Diamond noted some examples of energy efficiency and environmentalism on the cusp of taking the next big step forward worldwide:

Last summer 15-year-old Swede Greta Thunberg stood alone to fight inaction on climate change by cutting classes; now hundreds of thousands join her.

In the Netherlands, as part of the Energiesprong movement, it’s not unusual to see teams of energy retrofitters driving around installing portable efficiency envelopes around single-family homes, with multi-storey buildings the next target.

Sophisticated financing schemes are emerging, with one American bank fund, the Connecticut Green Bank, raising $1 billion in private capital for efficiency projects and other co-investing, risk-reduction and aggregation plans gathering steam.

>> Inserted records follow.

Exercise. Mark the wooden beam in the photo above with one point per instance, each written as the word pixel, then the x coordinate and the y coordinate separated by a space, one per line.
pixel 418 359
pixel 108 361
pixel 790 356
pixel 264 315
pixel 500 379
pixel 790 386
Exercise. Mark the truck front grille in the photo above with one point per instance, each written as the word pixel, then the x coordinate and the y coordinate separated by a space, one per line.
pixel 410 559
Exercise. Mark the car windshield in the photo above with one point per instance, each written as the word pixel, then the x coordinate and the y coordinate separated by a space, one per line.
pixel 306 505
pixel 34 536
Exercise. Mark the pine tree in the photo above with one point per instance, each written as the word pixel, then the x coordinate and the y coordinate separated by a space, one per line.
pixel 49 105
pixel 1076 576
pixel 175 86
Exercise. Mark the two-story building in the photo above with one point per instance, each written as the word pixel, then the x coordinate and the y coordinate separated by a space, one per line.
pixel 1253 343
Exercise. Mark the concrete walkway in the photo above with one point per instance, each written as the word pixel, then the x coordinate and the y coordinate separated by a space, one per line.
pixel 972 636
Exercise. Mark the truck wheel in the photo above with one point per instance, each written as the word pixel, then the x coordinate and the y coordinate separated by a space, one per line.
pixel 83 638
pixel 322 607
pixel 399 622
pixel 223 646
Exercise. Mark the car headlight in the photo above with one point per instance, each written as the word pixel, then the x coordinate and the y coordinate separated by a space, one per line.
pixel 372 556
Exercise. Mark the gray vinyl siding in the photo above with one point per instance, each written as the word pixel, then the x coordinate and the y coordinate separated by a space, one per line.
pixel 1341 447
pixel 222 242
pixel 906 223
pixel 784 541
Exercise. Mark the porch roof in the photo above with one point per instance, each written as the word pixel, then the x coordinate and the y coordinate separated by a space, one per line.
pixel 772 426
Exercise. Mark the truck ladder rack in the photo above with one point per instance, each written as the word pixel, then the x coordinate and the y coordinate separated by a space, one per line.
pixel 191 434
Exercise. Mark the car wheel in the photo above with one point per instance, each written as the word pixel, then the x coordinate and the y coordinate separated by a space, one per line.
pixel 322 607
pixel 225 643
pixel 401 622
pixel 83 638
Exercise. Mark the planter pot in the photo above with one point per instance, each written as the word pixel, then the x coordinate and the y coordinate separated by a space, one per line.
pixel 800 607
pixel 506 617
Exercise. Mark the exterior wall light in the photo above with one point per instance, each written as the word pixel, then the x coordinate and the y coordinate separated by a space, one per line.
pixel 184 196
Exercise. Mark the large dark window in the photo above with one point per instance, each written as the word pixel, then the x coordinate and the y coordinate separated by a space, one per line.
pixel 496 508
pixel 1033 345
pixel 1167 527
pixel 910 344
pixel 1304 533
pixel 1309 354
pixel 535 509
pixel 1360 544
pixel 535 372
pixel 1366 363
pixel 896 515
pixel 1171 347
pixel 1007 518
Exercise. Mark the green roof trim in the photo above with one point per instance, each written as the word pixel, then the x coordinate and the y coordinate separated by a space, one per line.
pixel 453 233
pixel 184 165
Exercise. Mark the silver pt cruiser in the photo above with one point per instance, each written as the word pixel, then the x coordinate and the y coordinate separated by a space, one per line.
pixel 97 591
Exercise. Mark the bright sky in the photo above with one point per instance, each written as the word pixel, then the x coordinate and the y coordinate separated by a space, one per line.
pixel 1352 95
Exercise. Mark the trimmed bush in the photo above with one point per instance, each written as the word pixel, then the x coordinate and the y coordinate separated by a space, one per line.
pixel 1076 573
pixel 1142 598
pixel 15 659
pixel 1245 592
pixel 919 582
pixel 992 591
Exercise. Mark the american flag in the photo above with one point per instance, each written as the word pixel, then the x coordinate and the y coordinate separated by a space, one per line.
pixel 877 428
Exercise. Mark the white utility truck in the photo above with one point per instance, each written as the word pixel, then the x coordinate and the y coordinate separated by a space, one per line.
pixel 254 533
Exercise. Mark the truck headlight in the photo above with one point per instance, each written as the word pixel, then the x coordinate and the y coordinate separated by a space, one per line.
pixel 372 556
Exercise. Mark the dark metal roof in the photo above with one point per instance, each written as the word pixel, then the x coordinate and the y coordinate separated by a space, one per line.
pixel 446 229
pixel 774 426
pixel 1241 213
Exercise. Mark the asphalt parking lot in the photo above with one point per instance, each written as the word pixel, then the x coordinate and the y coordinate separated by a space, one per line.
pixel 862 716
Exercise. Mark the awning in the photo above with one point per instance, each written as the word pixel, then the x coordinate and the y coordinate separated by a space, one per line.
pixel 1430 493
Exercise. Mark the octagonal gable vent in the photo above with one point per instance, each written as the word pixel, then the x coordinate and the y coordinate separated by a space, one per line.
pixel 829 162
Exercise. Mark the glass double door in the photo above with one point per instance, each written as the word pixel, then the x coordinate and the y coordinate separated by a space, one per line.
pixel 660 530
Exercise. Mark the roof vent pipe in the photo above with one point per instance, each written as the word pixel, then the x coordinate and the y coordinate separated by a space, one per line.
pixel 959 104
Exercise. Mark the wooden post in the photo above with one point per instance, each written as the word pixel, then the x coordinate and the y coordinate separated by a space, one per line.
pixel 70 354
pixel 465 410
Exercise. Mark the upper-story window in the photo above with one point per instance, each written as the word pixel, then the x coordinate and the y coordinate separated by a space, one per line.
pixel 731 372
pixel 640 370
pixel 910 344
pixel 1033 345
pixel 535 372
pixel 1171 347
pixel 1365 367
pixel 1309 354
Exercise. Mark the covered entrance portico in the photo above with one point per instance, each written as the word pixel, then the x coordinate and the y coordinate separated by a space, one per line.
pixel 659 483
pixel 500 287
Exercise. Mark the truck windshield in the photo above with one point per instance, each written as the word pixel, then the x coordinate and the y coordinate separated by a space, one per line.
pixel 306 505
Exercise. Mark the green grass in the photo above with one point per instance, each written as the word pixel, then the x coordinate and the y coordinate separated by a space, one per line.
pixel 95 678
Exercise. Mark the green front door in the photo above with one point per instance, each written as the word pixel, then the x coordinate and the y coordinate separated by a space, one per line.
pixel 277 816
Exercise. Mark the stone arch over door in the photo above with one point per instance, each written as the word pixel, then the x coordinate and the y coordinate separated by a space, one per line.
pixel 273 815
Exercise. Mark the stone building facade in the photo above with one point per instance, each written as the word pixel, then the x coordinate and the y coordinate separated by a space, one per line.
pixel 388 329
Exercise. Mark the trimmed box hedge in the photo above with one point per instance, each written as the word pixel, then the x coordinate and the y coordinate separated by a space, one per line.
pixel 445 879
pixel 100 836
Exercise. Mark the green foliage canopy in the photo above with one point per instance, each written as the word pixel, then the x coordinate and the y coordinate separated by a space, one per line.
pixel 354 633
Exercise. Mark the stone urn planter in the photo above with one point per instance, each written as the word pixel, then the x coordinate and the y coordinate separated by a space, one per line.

BOMA (the Building Owners and Managers Association) has become engaged in programs across Canada, with last year’s BOMA Quebec Building Energy Challenge, a competition aimed at reducing the energy consumption and GHG emissions of Quebec’s commercial, institutional and multi-residential buildings, one of several initiatives.

“If you can get leaders to lead, you can transform the market over time,” said Diamond of BOMA’s engagement of top energy efficiency advocates.

“The top seven or eight members of BOMA Canada, they are the ones doing the majority of the energy-efficient retrofits in commercial real estate, and they’ve actually pushed the sector to do a lot more,” he said.

While it’s disappointing that a change in government can slow momentum, Diamond said, referring to the Doug Ford government in Ontario, a lot of the bold energy-efficiency moves that take place are invisible and independent of the government of the day. Mandatory changes in furnace efficiency and the BC Energy Step Code, a voluntary energy-efficient provincial standard, are two examples he cited.

But still, 70 per cent of global energy investments are driven by governments, Diamond said, and governments will continue to play a major role in pushing energy efficiency.

“If you want to do anything related to energy usage, it has to be a decision that government approved,” he said. “Energy efficiency is no different. However energy efficiency plays out, certainly there will be private-sector money that flows in and certainly there will be people demanding this but a lot will come from the government which will say, we don’t believe in having waste in our economy.”